Let $f\colon X \rightarrow \mathbb{R}$ be a function such that $\max_{x\in X} f(x) + \min_{x\in X} f(x) = 0$. Does it then follow that $\max_{x\in X} f(x) = \max_{x\in X} |f(x)|$?
I'm quite sure it does but I don't know how to prove it. Here's what I tried: First of all, $\max_{x\in X} f(x)$ and $\min_{x\in X} f(x)$ cannot be both negative, and since $\max_{x\in X} f(x) \geq \min_{x\in X} f(x)$, we have $\max_{x\in X} f(x) \geq 0$.
Case 1: $\max_{x\in X} f(x) = 0$. Then $\min_{x\in X} f(x) = 0$, so $f(x) = 0$ for all $x$ and thus $\max_{x\in X} f(x) = \max_{x\in X} |f(x)|$.
Case 2: $\max_{x\in X} f(x) > 0$. Then $\min_{x\in X} f(x) < 0$, so $-\min_{x\in X} f(x) > 0$ and thus $\max_{x\in X} (-f(x)) > 0$.
How could I proceed? Thanks.
EDIT: Following Michael Burr's advice, I'll try to prove the three steps:
Step 3: $\max_{x\in X} f(x) + \min_{x\in X} f(x) = 0$ implies $\max_{x\in X} f(x) = -\min_{x\in X} f(x)$, and with step 2 we get $\max_{x\in X} f(x) = \max_{x\in X} -f(x)$.

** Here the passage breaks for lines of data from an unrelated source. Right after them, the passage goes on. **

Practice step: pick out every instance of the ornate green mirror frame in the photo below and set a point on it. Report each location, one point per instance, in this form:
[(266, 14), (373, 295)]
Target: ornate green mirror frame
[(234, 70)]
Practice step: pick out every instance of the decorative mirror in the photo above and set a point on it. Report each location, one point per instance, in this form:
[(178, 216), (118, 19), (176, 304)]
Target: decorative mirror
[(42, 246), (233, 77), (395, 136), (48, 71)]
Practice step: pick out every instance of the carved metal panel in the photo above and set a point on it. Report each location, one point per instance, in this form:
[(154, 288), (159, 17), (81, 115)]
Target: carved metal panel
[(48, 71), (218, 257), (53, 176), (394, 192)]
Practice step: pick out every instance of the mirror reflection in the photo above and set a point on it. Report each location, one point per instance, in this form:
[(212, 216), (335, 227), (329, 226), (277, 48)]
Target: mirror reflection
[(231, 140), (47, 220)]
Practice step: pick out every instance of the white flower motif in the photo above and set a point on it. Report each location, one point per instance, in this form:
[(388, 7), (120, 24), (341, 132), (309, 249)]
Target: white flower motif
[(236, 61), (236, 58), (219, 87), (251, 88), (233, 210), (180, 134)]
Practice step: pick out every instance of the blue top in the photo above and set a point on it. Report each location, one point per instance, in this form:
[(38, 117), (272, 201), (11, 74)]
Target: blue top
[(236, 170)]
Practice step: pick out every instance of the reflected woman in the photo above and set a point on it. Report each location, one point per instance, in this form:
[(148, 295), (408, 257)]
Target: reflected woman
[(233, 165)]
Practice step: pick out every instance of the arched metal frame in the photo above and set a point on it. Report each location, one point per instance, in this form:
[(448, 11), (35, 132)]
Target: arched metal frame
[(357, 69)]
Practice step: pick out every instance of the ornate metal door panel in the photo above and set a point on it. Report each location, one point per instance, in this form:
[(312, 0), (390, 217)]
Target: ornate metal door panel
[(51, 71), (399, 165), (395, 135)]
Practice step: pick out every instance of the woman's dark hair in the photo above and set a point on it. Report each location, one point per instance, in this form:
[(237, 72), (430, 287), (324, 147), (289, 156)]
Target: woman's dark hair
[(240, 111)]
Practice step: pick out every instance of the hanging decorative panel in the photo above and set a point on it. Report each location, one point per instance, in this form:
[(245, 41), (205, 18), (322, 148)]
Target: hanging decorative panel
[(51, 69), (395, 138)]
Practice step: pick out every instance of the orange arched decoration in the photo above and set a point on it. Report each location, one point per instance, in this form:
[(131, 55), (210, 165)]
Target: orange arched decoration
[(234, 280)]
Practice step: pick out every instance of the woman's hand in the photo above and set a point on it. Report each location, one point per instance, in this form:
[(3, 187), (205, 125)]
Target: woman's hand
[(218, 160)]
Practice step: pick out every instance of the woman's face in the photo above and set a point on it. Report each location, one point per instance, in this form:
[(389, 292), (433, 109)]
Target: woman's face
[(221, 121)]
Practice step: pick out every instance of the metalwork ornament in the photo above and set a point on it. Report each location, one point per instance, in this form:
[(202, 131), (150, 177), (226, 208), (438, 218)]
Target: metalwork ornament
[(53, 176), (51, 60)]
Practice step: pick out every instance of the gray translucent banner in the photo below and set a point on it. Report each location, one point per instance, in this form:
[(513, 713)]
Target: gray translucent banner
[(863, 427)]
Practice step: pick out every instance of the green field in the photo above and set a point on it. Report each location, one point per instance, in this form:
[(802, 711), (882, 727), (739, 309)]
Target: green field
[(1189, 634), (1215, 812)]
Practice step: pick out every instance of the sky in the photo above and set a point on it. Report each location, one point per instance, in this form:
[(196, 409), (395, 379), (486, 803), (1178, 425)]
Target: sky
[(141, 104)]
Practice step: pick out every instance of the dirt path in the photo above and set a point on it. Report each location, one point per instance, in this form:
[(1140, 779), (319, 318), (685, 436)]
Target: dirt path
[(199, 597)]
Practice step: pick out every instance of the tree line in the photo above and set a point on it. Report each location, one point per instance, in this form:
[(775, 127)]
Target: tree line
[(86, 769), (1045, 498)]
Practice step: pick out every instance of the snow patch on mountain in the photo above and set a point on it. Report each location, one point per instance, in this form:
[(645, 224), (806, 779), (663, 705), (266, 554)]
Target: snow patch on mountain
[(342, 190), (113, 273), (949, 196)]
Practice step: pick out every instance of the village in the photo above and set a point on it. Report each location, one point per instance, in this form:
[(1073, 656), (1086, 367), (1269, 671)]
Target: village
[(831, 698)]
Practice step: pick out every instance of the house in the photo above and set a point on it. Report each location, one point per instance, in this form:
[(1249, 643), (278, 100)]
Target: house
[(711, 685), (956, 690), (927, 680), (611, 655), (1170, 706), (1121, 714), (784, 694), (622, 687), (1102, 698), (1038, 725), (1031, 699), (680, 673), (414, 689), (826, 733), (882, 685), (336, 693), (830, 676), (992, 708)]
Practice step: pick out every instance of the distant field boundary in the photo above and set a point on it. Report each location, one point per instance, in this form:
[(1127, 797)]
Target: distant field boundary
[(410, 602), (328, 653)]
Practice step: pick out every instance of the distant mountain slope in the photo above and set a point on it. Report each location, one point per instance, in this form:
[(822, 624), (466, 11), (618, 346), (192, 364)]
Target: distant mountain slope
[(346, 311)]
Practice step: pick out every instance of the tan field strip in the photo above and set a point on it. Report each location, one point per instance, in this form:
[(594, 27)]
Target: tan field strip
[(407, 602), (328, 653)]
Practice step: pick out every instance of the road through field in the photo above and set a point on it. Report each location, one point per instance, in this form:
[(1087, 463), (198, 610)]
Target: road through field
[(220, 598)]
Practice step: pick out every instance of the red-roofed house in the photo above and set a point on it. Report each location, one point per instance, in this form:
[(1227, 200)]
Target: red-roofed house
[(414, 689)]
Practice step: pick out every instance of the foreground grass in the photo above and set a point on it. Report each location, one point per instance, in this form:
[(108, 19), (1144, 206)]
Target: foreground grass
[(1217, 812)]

Step 2: Let $x'\in X$ be such that $-f(x') = \max_{x\in X} -f(x)$. Then \begin{align*} & &-f(x') &\geq -f(x) &\quad \forall x\in X \\ &\Rightarrow &f(x') &\leq f(x) &\quad \forall x\in X \\ &\Rightarrow &\min_{x\in X} f(x) &= f(x') \\ &\Rightarrow &-\min_{x\in X} f(x) &= -f(x') = \max_{x\in X} -f(x) \\ \end{align*}
Okay so far? I have no clue how to prove step 1.
Sketch:
Step 1: Show that, in general, $\max\limits_{x\in X}|f(x)|=\max\left\{\max\limits_{x\in X}f(x),\max\limits_{x\in X}-f(x)\right\}$
Step 2: Show that, in general, $\max\limits_{x\in X}-f(x)=-\min\limits_{x\in X}f(x)$.
Step 3: Show that, in the present case, $\max\limits_{x\in X}f(x)=\max\limits_{x\in X}-f(x)$.